We showed how to solve an exemplary version of this problem using three possible generation technologies, including wind power as a stochastic renewable power source. Our model does not cover all generation technologies, but our approach could be extended to incorporate additional elements without thereby introducing particular issues. To arrive at our solution, we developed a multi-objective bilevel stochastic programme to assist policymakers in finding good trade-offs between economic performance and limiting GHG emissions. The application relies on the policymaker’s a priori preference relation of emissions and short-term cost.

An extended version of our model tuned to the specifics of a policymakers’ region could assist them to plan ahead for the development of their constituency. They could, for instance, use their value judgement to define a search area of SCC values and use the results conjointly determine targets for generation facility expansion and emissions regulation. Based on this plan, they could implement policy measures, such as incentive schemes, to steer the local sector development towards their set targets. This can be primarily useful to smaller constituencies without comprehensive sets of regulation in place, as our method relates to the earlier stages of planning the setup of such a regulatory system. Particularly, this might be interesting for some subnational areas in developing Asia or Africa, as these regions have very high shares of GHG emissions from electricity generation (see Section 1.1).
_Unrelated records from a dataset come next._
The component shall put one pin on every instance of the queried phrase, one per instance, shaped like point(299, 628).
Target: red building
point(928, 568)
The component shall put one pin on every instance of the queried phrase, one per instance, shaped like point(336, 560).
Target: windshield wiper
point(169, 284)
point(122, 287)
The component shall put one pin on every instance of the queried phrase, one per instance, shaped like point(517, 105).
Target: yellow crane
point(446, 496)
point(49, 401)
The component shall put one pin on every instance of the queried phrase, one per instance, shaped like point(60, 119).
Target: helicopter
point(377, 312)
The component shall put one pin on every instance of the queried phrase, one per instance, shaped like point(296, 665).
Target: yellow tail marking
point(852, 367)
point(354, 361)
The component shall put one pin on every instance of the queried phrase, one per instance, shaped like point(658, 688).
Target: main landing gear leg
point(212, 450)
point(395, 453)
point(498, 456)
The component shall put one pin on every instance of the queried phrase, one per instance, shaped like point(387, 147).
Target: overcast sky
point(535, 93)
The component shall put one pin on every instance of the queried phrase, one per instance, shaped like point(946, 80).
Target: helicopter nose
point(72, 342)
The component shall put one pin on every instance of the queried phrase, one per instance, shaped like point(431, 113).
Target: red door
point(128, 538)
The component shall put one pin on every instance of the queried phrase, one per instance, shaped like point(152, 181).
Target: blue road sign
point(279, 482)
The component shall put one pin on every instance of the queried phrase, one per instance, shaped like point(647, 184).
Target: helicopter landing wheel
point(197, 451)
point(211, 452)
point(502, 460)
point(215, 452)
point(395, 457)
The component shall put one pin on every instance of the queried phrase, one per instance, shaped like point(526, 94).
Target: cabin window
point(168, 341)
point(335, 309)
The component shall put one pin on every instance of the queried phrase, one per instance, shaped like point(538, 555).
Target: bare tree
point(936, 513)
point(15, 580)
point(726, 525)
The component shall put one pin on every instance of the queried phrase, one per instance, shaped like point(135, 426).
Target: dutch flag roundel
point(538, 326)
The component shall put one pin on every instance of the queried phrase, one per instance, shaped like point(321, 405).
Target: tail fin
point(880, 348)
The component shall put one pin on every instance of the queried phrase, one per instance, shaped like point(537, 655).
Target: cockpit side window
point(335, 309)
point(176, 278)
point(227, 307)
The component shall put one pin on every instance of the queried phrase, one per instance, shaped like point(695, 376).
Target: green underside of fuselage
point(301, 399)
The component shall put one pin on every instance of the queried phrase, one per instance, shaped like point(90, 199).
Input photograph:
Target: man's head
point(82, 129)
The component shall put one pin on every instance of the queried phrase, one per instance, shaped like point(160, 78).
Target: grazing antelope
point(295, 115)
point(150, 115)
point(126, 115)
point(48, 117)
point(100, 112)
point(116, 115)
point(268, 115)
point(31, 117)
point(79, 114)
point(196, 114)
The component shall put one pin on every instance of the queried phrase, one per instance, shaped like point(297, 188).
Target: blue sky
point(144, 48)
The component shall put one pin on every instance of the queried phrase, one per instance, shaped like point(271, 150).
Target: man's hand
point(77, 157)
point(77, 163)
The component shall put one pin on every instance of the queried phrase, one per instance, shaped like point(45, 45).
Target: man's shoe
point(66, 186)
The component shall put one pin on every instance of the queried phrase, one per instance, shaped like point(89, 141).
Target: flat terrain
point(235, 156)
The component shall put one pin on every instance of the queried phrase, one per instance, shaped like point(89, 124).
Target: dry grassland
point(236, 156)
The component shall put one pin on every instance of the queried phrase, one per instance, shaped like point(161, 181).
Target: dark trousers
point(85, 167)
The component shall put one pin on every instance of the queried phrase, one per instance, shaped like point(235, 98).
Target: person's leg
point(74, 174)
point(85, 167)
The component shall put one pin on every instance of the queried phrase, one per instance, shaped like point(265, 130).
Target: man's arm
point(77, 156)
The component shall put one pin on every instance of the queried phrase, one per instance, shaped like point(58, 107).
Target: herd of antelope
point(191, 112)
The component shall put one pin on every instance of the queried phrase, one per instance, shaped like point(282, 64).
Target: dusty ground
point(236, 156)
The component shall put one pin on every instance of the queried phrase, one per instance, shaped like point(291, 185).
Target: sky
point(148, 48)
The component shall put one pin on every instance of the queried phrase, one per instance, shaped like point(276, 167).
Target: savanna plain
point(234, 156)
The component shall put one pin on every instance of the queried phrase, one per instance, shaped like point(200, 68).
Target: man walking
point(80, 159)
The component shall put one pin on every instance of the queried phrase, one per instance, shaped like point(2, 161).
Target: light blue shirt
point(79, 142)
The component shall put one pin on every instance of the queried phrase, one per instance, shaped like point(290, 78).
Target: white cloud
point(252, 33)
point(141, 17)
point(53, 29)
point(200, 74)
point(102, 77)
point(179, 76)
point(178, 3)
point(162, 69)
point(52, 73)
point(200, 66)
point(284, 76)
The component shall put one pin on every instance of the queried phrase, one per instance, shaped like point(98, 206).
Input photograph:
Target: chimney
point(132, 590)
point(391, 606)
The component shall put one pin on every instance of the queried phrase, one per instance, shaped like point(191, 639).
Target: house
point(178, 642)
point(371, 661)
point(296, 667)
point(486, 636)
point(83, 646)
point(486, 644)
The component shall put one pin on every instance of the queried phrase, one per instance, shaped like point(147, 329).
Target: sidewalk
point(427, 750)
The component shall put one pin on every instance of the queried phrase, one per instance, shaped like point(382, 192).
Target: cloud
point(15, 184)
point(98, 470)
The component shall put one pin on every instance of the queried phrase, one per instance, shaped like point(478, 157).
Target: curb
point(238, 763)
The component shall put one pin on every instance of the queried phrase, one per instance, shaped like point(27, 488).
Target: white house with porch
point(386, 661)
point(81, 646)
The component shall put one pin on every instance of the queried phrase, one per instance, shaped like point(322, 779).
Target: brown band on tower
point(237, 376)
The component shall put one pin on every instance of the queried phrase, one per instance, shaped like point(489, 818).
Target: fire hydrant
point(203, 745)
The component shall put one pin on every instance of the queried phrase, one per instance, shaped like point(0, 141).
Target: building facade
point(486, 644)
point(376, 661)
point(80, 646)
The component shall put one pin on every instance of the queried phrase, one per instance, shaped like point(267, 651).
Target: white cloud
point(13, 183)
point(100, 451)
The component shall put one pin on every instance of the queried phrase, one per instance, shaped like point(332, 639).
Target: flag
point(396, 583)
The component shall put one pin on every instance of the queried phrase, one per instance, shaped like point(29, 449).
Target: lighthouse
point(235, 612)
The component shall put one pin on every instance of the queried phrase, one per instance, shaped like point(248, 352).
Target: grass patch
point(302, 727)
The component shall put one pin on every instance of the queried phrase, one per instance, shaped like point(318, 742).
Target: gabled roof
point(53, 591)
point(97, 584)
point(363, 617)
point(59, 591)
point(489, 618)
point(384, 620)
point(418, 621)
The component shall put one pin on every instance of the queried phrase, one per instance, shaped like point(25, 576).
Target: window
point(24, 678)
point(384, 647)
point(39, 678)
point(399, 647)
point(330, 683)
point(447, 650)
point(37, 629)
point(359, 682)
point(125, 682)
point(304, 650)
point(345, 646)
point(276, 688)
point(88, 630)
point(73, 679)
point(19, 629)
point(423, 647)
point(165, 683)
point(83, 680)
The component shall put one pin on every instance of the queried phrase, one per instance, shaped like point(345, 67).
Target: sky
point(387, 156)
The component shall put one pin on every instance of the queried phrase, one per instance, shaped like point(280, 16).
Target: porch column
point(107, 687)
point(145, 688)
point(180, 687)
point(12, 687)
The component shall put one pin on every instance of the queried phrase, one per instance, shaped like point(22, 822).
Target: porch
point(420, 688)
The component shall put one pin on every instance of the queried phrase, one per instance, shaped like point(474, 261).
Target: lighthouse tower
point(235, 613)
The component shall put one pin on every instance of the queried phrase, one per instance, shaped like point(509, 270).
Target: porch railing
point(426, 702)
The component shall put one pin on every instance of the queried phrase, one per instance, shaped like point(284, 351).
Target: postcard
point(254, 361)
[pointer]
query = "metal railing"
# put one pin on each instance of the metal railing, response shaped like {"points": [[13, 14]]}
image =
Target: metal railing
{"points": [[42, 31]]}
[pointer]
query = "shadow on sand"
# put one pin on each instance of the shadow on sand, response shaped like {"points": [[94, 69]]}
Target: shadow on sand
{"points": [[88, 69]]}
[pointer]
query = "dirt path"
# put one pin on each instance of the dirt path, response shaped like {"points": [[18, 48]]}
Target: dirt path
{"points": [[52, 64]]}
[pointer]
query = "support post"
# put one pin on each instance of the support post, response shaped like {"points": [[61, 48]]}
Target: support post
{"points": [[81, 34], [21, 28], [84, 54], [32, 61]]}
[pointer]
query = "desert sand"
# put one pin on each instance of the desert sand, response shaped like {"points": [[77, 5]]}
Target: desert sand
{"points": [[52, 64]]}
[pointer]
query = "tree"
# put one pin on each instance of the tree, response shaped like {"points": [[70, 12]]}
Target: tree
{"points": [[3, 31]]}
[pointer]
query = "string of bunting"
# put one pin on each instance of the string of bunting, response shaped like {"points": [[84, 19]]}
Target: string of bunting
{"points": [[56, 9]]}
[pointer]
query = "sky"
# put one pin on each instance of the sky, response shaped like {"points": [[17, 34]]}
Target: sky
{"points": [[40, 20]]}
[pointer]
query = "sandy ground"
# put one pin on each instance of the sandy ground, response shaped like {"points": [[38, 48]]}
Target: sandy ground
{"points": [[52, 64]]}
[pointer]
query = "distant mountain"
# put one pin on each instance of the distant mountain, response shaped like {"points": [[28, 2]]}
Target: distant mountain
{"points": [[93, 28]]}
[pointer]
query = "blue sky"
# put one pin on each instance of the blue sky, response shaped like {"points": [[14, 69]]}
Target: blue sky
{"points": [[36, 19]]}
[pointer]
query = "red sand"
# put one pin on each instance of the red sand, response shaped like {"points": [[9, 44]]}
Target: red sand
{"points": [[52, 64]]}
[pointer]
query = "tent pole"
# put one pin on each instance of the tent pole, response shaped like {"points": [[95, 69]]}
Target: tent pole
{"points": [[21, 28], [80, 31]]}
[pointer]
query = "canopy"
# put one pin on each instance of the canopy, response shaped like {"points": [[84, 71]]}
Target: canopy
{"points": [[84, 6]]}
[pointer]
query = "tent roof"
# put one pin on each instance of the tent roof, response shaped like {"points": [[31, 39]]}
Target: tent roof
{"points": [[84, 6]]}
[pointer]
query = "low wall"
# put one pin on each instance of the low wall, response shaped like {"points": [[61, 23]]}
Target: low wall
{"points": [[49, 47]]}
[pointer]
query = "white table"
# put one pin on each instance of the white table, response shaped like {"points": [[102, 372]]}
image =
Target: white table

In our work, we focused on the issue of wind power generation in a heterogeneous landscape. To keep our model tractable and emphasise the core of our considerations, we deliberately left out some circumstances. Thus, our specification still has several limitations that should be overcome in future work in order to make it applicable in the real world. Firstly, we only consider a limited number of exemplary generation technologies. This could be extended through the inclusion of a full set of available technologies, in particular other renewable energy sources like photovoltaics. Moreover, besides RES generation, other stochastic elements govern electricity market outcomes. Other sources of uncertainty like variable load and fluctuations in factor prices should be incorporated as well. Furthermore, the investment plan could be made more realistic and efficient by making explicit other relevant investment options, such as storage and transmission capacity. Finally, we chose a static model for simplicity. A more faithful representation of reality could include a dynamic version of this optimisation problem, including issues such as planning- and construction times.